En 1965, Heuliez créait sa première usine en dehors de Cerizay. Le site de Bressuire produisait alors des encadrements de portes pour la Peugeot 404, ainsi que des sièges et le plancher pour la 2 CV Citroën Enac. L'activité de mobilier scolaire Robustacier était transférée en 1969 à Bressuire.

Heuliez produisait des pièces spécifiques pour la 2 CV Mixte, fabriquée par Enac et commercialisée par Citroën. Cette version née en 1962 était dotée d'un hayon et s'ouvrait sur un long plancher plat. 

A partir de 1968, Heuliez travaillait aussi pour Simca : production de soubassements pour les 1301 et 1501, puis plus tard hayons arrière de la 1100, etc ...

1968, unité de production des soubassements des Simca 1301 et 1501

Les premiers prototypes automobiles firent leur apparition. Après trois projets sans suite sur base Citroën (DS Cabriolet, Ami 6 Break et Dyane tout  chemin), Heuliez exposait au salon de Paris 1968 un cabriolet Simca 1100 et un coupé Simca 1501. La longue lignée des prototypes de salon débutait avec ces deux voitures.

4. La main d'oeuvre portugaise

La croissance d'Heuliez durant les années 60 ne fut pas sans causer quelques soucis de recrutement pour le directeur du personnel de l'époque. La main d'oeuvre volontaire pour travailler en usine commençait à faire défaut dans la campagne des Deux Sèvres et de la Vendée voisine. Les paysans rechignaient à laisser leurs progénitures aller travailler à l'usine.
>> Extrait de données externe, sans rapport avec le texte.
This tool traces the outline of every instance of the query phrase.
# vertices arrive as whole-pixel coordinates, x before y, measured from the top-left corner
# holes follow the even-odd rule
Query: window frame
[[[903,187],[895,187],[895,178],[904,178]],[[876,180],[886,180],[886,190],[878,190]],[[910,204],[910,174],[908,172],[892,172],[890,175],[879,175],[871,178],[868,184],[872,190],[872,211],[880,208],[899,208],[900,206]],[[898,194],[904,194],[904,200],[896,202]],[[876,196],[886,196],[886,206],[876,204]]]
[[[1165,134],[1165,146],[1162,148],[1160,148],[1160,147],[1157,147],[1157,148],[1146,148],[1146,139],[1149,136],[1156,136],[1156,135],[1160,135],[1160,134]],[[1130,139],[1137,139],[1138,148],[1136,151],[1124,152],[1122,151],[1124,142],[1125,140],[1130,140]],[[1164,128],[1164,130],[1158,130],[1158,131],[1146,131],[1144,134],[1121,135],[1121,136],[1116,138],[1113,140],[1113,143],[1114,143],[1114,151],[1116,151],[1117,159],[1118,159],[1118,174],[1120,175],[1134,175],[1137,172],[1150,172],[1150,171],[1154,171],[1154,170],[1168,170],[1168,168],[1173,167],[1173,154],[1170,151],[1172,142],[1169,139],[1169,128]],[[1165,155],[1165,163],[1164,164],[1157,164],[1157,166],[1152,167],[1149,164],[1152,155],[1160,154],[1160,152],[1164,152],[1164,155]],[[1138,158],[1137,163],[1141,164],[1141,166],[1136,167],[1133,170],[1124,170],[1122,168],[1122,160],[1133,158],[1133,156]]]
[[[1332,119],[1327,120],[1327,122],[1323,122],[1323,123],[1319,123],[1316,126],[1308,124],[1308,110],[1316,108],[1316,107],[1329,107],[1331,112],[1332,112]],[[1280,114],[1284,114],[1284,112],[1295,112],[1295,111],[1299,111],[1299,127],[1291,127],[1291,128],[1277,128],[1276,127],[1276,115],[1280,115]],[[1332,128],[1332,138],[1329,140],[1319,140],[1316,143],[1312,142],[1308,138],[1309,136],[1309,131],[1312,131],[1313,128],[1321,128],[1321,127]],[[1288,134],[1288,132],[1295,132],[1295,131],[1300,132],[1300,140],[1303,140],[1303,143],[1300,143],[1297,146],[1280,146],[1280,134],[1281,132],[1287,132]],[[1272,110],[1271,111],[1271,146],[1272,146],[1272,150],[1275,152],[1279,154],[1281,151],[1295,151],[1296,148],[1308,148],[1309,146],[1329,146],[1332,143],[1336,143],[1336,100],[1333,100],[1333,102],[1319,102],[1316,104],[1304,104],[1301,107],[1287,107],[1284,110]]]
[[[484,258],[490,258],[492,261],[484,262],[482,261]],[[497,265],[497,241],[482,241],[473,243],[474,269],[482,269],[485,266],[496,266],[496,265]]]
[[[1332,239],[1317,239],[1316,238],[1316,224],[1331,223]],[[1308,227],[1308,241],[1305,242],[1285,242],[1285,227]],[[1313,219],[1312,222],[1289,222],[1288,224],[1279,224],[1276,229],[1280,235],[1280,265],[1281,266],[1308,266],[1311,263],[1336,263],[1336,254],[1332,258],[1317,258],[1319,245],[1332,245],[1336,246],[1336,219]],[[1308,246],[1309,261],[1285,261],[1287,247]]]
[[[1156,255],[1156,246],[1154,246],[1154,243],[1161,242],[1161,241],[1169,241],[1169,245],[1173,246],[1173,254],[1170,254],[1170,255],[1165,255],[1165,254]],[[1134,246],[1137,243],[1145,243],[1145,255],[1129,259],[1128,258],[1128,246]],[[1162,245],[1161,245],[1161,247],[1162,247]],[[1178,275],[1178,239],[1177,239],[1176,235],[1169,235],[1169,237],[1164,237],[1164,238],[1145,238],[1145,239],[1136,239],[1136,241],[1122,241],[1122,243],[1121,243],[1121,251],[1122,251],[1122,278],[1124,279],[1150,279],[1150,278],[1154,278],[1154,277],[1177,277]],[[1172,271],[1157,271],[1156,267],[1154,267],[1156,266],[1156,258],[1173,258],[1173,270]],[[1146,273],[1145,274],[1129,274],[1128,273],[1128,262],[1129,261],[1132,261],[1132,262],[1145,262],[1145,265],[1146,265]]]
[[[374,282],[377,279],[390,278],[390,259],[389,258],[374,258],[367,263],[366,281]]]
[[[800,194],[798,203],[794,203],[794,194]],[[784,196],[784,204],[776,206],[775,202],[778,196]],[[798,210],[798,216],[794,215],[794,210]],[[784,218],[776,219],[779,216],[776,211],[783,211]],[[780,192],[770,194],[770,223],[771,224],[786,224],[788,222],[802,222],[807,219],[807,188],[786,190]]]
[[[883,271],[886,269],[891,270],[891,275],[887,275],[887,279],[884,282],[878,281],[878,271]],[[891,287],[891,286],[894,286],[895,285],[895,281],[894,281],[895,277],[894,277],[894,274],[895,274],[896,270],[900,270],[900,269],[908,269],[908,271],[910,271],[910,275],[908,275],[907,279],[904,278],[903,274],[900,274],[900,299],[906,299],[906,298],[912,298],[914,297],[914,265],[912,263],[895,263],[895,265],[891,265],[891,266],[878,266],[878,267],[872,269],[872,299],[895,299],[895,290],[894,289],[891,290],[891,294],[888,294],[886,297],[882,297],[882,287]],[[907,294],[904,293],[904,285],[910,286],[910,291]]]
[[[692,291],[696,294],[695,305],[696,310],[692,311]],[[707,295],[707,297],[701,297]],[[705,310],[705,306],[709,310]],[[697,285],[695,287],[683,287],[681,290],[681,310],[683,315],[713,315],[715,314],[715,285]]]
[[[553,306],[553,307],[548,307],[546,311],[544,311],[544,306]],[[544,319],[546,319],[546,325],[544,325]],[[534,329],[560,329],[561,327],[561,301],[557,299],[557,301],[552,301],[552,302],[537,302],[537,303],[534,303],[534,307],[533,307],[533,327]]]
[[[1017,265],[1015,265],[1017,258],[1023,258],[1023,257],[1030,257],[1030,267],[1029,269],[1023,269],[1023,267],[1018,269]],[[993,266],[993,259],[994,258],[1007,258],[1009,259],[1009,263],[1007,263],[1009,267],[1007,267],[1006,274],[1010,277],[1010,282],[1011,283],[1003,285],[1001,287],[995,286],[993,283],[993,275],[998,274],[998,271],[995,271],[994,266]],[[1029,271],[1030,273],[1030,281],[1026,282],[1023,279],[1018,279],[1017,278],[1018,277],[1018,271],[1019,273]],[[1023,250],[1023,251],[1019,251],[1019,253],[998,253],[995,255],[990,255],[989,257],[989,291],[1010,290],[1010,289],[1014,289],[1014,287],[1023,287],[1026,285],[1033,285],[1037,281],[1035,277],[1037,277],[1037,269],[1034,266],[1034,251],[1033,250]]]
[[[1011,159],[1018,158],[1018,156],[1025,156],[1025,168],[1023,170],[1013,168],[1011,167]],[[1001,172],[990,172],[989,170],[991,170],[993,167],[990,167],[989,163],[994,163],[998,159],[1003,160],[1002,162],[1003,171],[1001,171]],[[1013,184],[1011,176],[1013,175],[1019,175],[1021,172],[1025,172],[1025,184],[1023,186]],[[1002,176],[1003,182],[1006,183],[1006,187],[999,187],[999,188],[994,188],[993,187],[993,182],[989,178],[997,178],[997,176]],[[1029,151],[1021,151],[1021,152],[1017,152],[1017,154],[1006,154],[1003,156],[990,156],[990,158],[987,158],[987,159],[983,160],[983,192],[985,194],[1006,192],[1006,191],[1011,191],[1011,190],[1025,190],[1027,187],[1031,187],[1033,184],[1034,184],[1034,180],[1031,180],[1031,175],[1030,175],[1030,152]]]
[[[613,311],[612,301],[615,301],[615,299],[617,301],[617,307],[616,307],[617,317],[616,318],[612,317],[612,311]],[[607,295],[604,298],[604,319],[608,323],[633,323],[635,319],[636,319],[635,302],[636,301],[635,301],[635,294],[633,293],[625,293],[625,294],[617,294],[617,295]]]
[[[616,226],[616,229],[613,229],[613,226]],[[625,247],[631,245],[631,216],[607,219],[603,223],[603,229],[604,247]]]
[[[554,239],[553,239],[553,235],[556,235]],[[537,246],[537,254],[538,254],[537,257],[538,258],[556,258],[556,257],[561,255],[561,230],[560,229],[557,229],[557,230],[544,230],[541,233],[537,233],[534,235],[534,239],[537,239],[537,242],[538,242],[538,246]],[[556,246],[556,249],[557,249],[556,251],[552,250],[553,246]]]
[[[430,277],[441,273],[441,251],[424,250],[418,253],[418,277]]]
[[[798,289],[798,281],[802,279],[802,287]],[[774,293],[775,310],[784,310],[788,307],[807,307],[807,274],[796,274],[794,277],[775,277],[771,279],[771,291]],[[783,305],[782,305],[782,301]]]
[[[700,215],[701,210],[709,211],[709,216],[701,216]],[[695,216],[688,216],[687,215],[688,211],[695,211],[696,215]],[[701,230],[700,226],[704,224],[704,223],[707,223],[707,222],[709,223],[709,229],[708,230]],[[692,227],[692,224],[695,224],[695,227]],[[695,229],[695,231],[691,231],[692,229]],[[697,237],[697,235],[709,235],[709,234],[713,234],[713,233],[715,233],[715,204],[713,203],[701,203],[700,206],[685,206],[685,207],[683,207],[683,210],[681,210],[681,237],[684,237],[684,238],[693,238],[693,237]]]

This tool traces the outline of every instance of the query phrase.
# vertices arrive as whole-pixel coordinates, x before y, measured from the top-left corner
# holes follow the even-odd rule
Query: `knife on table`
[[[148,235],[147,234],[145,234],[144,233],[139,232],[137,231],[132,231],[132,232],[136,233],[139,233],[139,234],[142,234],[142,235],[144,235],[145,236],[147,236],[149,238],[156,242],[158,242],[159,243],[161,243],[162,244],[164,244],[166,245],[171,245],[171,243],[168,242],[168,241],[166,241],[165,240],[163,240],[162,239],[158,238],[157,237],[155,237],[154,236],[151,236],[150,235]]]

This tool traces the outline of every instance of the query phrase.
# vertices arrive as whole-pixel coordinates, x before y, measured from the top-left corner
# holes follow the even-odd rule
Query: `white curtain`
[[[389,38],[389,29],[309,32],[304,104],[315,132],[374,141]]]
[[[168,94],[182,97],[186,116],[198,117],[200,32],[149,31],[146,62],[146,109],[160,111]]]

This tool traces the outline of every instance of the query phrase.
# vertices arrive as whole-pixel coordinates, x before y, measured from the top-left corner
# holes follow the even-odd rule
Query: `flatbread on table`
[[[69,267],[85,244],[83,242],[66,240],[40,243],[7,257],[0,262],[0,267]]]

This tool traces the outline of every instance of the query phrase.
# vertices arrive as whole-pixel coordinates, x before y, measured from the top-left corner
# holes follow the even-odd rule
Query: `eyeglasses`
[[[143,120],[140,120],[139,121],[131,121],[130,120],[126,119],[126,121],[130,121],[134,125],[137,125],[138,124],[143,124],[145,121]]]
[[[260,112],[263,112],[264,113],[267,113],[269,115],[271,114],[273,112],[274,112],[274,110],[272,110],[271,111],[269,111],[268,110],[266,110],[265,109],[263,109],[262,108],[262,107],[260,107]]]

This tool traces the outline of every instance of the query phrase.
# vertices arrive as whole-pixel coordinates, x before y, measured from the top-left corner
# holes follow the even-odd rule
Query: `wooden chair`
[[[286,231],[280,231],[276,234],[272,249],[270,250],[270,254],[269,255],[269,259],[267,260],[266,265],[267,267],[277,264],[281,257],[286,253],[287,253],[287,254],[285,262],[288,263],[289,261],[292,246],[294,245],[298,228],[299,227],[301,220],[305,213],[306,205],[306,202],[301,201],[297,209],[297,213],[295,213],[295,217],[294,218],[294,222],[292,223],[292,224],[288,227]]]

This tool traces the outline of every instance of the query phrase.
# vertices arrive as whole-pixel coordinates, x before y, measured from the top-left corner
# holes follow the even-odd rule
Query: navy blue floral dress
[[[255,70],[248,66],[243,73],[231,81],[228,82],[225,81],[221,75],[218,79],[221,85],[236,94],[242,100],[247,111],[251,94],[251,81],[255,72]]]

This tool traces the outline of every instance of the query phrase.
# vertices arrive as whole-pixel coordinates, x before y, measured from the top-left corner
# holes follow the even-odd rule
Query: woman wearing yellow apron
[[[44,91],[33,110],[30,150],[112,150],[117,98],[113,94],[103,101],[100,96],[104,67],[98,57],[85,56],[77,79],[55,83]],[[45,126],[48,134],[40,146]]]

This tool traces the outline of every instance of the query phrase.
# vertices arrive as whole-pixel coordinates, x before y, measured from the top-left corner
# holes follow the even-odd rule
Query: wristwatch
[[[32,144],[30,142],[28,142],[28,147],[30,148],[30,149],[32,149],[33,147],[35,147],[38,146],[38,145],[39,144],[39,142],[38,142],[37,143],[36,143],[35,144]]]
Des contacts furent alors noués avec le Portugal, terre à forte domination catholique comme en Deux Sèvres, mais soumise à la rude dictature de Salazar. Ce pays était susceptible de fournir une main d'oeuvre certes sans qualification mais rude à la tâche et motivée. Le travail en usine n'était pas une sinécure, et il fallait être capable de supporter des horaires de nuit contraignants, le bruit, une atmosphère polluée ...

Une vaste organisation logistique fut mise en place pour faire venir cette population à Cerizay, et l'accueillir dans les meilleures conditions possibles, même si les premiers mois le logement se faisait dans des baraquements collectifs offerts gracieusement par l'usine. L'industriel descendait directement jusqu'à la frontière pour sélectionner ses futurs salariés. Les épouses qui les rejoignaient étaient recrutées en tant qu'ouvrières dans les entreprises familiales de confection, nombreuses dans la région. Des familles complètes avec enfants s'installaient à Cerizay. Le paroxysme de ce mouvement migratoire fut atteint entre 1968 et 1970, avec l'arrivée de plus de 300 Portugais durant cette période.

Cette nouvelle population se mit en quête de vieux bâtiments de fermes sans confort, délaissés par leurs propriétaires. D'autres furent logés dans de nouveaux quartiers HLM construits pour la circonstance. De nos jours, la population d'origine portugaise représente encore près de 20 % des 5000 habitants de Cerizay, même si ce mouvement migratoire a cessé depuis 1974.

5. Zoom sur le GT 1000

Un autocar en particulier marqua les esprits dans cette seconde moitié des années soixante. Il ne résume pas à lui seul l'activité de Heuliez dans ce domaine durant cette période, mais il est révélateur de l'état d'esprit créatif de Henri Heuliez et Gérard Quéveau. Son nom, le GT 1000. Son histoire ...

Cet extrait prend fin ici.